The pandemic, amongst other things, caused work-based relocation globally to slow down in 2021. However, it should certainly not be off the cards for businesses when it comes to recruiting new talent. In Finland, we actually saw an uptick last year – with the Finnish Immigration Service receiving more applications for a residence permit on the basis of work than ever before. During the pandemic, remote working became the norm and with it, we quickly realised that working from anywhere can be possible with the right infrastructures and processes in place. For example, in Finland, the ICT and technologies companies are multinational and multicultural, with more and more employers investing in diversity and multicultural training. This has allowed Finnish companies to hire ICT specialists in India and other countries, by finding solutions where the new recruits start working remotely, or if the company has an office or subsidiary in India, the role has started there.

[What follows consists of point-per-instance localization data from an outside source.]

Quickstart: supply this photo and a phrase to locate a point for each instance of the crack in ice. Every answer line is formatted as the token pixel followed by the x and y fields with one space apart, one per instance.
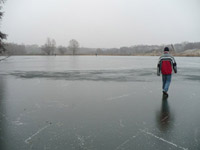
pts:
pixel 161 139
pixel 35 134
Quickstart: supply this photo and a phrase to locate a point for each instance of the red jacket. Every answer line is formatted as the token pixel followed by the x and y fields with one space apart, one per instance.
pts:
pixel 166 64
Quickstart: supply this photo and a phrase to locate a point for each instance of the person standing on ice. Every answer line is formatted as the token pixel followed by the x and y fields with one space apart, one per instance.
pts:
pixel 165 65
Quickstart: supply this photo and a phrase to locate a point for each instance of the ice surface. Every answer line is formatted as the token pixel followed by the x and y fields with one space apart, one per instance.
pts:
pixel 97 103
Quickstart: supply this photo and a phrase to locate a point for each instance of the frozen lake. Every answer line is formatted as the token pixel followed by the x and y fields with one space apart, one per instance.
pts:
pixel 97 103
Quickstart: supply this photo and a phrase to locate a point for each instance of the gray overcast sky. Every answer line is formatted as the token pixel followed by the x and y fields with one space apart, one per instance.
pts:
pixel 102 23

The Finnish government, chambers of commerce,  trade associations and cities are also encouraging companies to recruit international talents. They are making it easier by making training, services and funding available for companies, which take steps in hiring international talent. In addition, the government is making changes to legislation and speeding up the work permit and residence permit process, to fulfil the demands of the industry sectors.

The pandemic boosted digitalisation in every sector: remote working, digital schooling, online shopping, digital healthcare services, just to name a few. And this has increased the demand for automated services and software development across the globe. When it comes to hardware, the disruptions in the global value chain have resulted in a search for new channels, the application of new solutions and rapid automation. Today the opportunities for businesses in tech to grow and innovate are immense but it can only be successful if people are put at the heart of these growth plans.

By focusing on employee wellbeing, collaboration and thinking outside the box on how to attract global talent, the tech industry – and the businesses that operate within it – can stand a chance in today’s innovation race, where competition is hotter than ever.